CONSÉQUENCES SUR LE RÉGIME MATRIMONIAL ET LE PARTENARIAT
Jusqu’alors instable et particulièrement difficile à appréhender, le règlement UE 2016/1103, entré en vigueur en France le 29 janvier 2019, a apporté de nouvelles dispositions afin de sécuriser et harmoniser la situation juridique des époux. Il faut désormais distinguer entre ceux mariés avant le 1er septembre 1992, soumis au droit commun d’origine jurisprudentielle, ceux mariés entre le 1er septembre 1992 et le 28 janvier 2019, relevant de la Convention de La Haye du 14 mars 1978, et ceux mariés à partir du 29 janvier 2019. Avant janvier 2019, le plus grand risque pour un couple ayant décidé de s’établir à l’étranger était la mutabilité automatique de la loi applicable à leur régime matrimonial dès lors que les époux vivaient dans un pays depuis plus de 10 ans. Certains époux changeaient ainsi automatiquement, sans autre formalité, de loi applicable à leur régime matrimonial, laquelle était alors celle de leur pays de résidence. Depuis janvier 2019, pour notre couple de retraités, désireux d’emménager à l’étranger juste après leur mariage, il faudra être vigilant : la loi applicable au régime matrimonial étant, à défaut de choix de loi, la loi du premier domicile commun des époux, l’expatriation qui suivrait immédiatement leur mariage en France entraînerait l’application de la loi étrangère locale à leur régime matrimonial.
De même, si aucune convention matrimoniale n’a été régularisée avant leur départ, ils devront, soit confirmer la loi française applicable à leur régime matrimonial en procédant, comme le permet l’article 22 du règlement européen, à la désignation de la loi française (correspondant, au moment de la désignation, à la loi nationale d’au moins l’un des époux ou de la résidence habituelle), soit procéder à une modification de leur régime matrimonial, une fois leur résidence habituelle fixée dans le nouveau pays, si la loi matrimoniale de ce pays leur correspond mieux.
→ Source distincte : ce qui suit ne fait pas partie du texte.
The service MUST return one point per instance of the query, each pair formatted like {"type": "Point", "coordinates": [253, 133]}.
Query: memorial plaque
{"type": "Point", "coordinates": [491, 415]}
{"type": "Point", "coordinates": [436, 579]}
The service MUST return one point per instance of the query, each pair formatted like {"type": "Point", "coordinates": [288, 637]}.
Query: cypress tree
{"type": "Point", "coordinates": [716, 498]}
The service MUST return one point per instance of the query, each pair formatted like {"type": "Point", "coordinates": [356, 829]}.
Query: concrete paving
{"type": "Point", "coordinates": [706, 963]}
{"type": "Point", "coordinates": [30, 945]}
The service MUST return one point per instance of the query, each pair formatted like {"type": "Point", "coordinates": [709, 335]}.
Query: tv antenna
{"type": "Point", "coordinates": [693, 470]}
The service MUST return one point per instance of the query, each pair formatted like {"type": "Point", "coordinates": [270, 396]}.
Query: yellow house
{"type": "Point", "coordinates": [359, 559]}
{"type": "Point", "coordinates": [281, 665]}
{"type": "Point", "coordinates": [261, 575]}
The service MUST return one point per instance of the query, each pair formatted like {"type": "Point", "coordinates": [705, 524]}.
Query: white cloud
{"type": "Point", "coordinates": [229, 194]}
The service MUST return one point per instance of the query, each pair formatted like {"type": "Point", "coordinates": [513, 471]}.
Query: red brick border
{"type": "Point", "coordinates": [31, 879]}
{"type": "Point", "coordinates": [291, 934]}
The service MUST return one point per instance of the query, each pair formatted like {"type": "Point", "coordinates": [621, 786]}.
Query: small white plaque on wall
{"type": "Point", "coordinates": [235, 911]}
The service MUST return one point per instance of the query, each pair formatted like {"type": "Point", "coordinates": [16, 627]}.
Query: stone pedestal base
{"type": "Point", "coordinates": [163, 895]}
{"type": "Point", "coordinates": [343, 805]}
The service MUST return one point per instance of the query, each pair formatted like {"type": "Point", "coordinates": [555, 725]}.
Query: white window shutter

L’article 20 du règlement précise que toute loi désignée « s’applique même si cette loi n’est pas celle d’un État membre ». Ainsi, la loi désignée peut être celle d’un État membre participant comme celle d’un État membre non participant ou d’un État tiers à l’UE. Une loi unique devra être choisie pour l’ensemble des biens. Le règlement consacre un principe d’unité de loi applicable (article 21) : la loi choisie s’applique à tous les biens où qu’ils se trouvent, qu’ils soient situés dans un État membre ou dans un État tiers (considérant 43). En tout état de cause, dans un contexte international, un contrat de mariage ab initio se révèlera donc plus qu’opportun en termes de stabilité et de sécurité juridique.
La loi applicable au régime matrimonial étant, à défaut de choix de loi, la loi du pre…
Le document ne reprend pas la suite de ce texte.